Empowerment
Empowering women, helping them become independent and improving their lives in certain parts of the world can be an extremely difficult task. This is one of the missions that IKEA wishes to carry out with its Social Entrepreneurs programme and its Foundation.
Empowering women in India as well: “There are projects that change lives”
To ensure better quality of life for women and their communities they must be given tools to increase self-confidence, pride, financial empowerment, optimism and the strength to change.
These are strong and hard-working women who create unique and original products. Many of them, like Saroj, have left a harsh past behind them, which they have managed to overcome thanks to IKEA and their amazing perseverance.

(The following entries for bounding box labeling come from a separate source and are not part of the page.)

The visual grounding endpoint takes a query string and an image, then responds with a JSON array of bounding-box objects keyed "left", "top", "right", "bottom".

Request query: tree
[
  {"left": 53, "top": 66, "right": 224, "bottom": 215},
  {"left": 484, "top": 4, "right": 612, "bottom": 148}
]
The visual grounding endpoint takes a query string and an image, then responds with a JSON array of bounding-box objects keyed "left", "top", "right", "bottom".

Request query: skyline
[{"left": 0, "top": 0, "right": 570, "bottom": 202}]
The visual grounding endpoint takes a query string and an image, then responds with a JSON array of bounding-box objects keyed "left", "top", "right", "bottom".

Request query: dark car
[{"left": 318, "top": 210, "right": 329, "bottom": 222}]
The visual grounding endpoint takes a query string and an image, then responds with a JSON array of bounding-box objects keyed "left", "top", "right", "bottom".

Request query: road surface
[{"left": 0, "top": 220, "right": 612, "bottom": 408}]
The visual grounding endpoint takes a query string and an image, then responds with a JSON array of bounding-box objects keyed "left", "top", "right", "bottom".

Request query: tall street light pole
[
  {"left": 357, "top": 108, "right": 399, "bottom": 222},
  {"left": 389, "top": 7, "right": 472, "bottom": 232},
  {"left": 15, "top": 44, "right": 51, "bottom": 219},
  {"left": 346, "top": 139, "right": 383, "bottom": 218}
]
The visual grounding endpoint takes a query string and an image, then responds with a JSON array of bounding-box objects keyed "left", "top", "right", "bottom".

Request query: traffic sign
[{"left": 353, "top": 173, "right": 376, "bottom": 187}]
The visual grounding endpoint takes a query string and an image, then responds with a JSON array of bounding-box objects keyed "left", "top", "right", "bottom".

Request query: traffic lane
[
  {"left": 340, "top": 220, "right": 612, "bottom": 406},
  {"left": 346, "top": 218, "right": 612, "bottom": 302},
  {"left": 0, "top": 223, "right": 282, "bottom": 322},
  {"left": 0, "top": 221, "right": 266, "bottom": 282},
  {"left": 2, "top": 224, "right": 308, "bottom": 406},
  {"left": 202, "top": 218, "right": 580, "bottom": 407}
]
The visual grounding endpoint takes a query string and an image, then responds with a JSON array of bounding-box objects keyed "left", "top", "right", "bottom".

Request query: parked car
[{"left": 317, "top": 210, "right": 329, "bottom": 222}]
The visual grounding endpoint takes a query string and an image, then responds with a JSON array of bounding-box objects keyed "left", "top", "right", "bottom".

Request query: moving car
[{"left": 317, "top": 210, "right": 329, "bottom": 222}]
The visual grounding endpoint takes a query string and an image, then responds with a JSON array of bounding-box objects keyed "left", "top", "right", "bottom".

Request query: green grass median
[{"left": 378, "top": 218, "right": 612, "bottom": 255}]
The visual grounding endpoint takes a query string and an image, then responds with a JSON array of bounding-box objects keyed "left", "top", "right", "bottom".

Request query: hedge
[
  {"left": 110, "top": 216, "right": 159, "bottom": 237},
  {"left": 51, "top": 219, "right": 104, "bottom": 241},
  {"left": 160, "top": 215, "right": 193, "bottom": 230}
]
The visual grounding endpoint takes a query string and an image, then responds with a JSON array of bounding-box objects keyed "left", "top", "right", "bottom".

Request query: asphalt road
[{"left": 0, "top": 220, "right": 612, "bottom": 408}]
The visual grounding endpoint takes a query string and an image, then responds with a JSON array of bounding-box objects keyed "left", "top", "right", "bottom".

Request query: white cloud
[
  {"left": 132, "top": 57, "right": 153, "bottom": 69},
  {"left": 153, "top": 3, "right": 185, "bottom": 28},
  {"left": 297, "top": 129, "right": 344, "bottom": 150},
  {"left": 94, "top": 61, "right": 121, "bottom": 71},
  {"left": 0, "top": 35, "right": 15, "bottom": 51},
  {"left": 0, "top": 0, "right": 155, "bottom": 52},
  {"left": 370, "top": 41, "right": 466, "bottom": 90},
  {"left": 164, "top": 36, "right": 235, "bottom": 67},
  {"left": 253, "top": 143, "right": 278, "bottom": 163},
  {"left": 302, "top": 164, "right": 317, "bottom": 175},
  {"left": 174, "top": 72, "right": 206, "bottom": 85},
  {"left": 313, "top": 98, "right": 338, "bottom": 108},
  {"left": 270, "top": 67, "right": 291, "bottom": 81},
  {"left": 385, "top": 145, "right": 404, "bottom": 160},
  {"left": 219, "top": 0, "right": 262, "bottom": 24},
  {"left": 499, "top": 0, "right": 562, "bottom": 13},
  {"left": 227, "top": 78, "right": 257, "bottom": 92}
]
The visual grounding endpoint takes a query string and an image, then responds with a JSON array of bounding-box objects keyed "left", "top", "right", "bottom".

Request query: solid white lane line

“I was married at 15. I never had the chance of becoming who I wanted to be”.
Saroj, who is now 31, was raised in a poor Indian village in Uttar Pradesh. She has another 5 siblings whose father, a farmer, could not afford to keep in school beyond year eight. “When I was a little girl I went to school and was very happy. I had a lot of friends", she recalls.

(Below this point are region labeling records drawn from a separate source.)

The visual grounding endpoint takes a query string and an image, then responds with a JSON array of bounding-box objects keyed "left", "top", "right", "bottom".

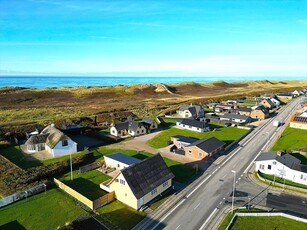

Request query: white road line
[
  {"left": 152, "top": 200, "right": 184, "bottom": 229},
  {"left": 194, "top": 203, "right": 200, "bottom": 210},
  {"left": 199, "top": 208, "right": 217, "bottom": 230}
]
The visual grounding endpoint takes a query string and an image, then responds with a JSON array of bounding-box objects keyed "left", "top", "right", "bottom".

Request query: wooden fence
[{"left": 54, "top": 178, "right": 115, "bottom": 210}]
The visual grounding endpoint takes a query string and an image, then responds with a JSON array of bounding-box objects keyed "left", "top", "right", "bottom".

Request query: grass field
[
  {"left": 0, "top": 189, "right": 83, "bottom": 230},
  {"left": 0, "top": 146, "right": 87, "bottom": 169},
  {"left": 94, "top": 147, "right": 195, "bottom": 182},
  {"left": 59, "top": 170, "right": 111, "bottom": 200},
  {"left": 231, "top": 216, "right": 307, "bottom": 230},
  {"left": 272, "top": 126, "right": 307, "bottom": 151},
  {"left": 147, "top": 124, "right": 246, "bottom": 149},
  {"left": 96, "top": 200, "right": 145, "bottom": 230}
]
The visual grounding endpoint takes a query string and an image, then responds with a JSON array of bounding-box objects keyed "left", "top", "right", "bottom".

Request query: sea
[{"left": 0, "top": 76, "right": 307, "bottom": 88}]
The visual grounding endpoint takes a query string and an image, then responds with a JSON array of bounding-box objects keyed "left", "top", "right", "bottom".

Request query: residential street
[{"left": 139, "top": 98, "right": 304, "bottom": 230}]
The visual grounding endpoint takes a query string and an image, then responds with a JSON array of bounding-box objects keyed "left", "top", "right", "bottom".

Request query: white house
[
  {"left": 104, "top": 153, "right": 141, "bottom": 170},
  {"left": 176, "top": 119, "right": 210, "bottom": 133},
  {"left": 25, "top": 124, "right": 77, "bottom": 157},
  {"left": 270, "top": 97, "right": 280, "bottom": 107},
  {"left": 255, "top": 152, "right": 307, "bottom": 185}
]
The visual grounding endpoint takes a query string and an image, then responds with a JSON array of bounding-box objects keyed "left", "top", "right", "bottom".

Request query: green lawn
[
  {"left": 0, "top": 189, "right": 83, "bottom": 230},
  {"left": 59, "top": 170, "right": 111, "bottom": 200},
  {"left": 94, "top": 147, "right": 195, "bottom": 183},
  {"left": 272, "top": 126, "right": 307, "bottom": 151},
  {"left": 147, "top": 124, "right": 246, "bottom": 149},
  {"left": 0, "top": 146, "right": 87, "bottom": 169},
  {"left": 96, "top": 200, "right": 145, "bottom": 230},
  {"left": 231, "top": 216, "right": 307, "bottom": 230}
]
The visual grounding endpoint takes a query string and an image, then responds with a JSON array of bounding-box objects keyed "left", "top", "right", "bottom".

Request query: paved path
[{"left": 136, "top": 95, "right": 301, "bottom": 230}]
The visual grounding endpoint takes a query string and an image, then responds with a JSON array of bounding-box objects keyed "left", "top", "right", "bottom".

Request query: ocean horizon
[{"left": 0, "top": 76, "right": 307, "bottom": 88}]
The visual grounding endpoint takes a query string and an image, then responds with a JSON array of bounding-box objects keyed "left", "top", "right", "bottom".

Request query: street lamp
[
  {"left": 70, "top": 153, "right": 74, "bottom": 181},
  {"left": 231, "top": 170, "right": 236, "bottom": 214}
]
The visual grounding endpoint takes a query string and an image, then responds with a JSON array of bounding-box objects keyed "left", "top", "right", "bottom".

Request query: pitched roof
[
  {"left": 104, "top": 153, "right": 141, "bottom": 165},
  {"left": 25, "top": 134, "right": 48, "bottom": 145},
  {"left": 180, "top": 118, "right": 208, "bottom": 129},
  {"left": 187, "top": 137, "right": 226, "bottom": 153},
  {"left": 121, "top": 154, "right": 175, "bottom": 199},
  {"left": 238, "top": 107, "right": 252, "bottom": 112},
  {"left": 172, "top": 135, "right": 198, "bottom": 144},
  {"left": 255, "top": 152, "right": 301, "bottom": 168},
  {"left": 221, "top": 113, "right": 249, "bottom": 120}
]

“Now all those memories have been almost completely erased from my mind. When I arrived at my husband’s house, I forgot everything".
Saroj has 4 children and, until recently, had no money or skills. She also lacked her husband’s permission to earn a living for herself. “My husband had very little work. He only worked occasionally”, she explains. "I knew that if I got a job, we would have less hardship".
Today Saroj is an empowered and independent woman
Saroj’s outlook for the future changed when the representatives of a programme to empower women of the IKEA Foundation arrived in her village.
“They assembled a group of 12 women and told us we could learn to embroider and to sew”, Saroj tells us.
But her husband and other family members did not allow her to leave the house. “They told me that these were just lies. But I insisted and told them: I’ve been offered this chance and I’m going to take it, whether true or false. They were all upset with me… but I went ahead with my decision."
And her perseverance bore its fruit: Saroj now works as an artisan creating limited edition collections of household accessories that are sold in IKEA stores all over the world.
"My dream is to carry on working in this", she says. The most important thing for her is that the money she earns is allowing her to fulfil a dream she has had for her children since she was little: “All my children go to school. I want them to get far in life, to study, to progress and become whatever they want”.
We continue to fight for the equality and independence of all women in the world
At IKEA we wish to continue helping women like Saroj to become financially self-sufficient so that they and future generations have better chances in life, given that this is perfectly possible. When we empower women, we also improve the health, the education and the future of their children, as Saroj says: "A mother only wants her children to be happy and lead a good life".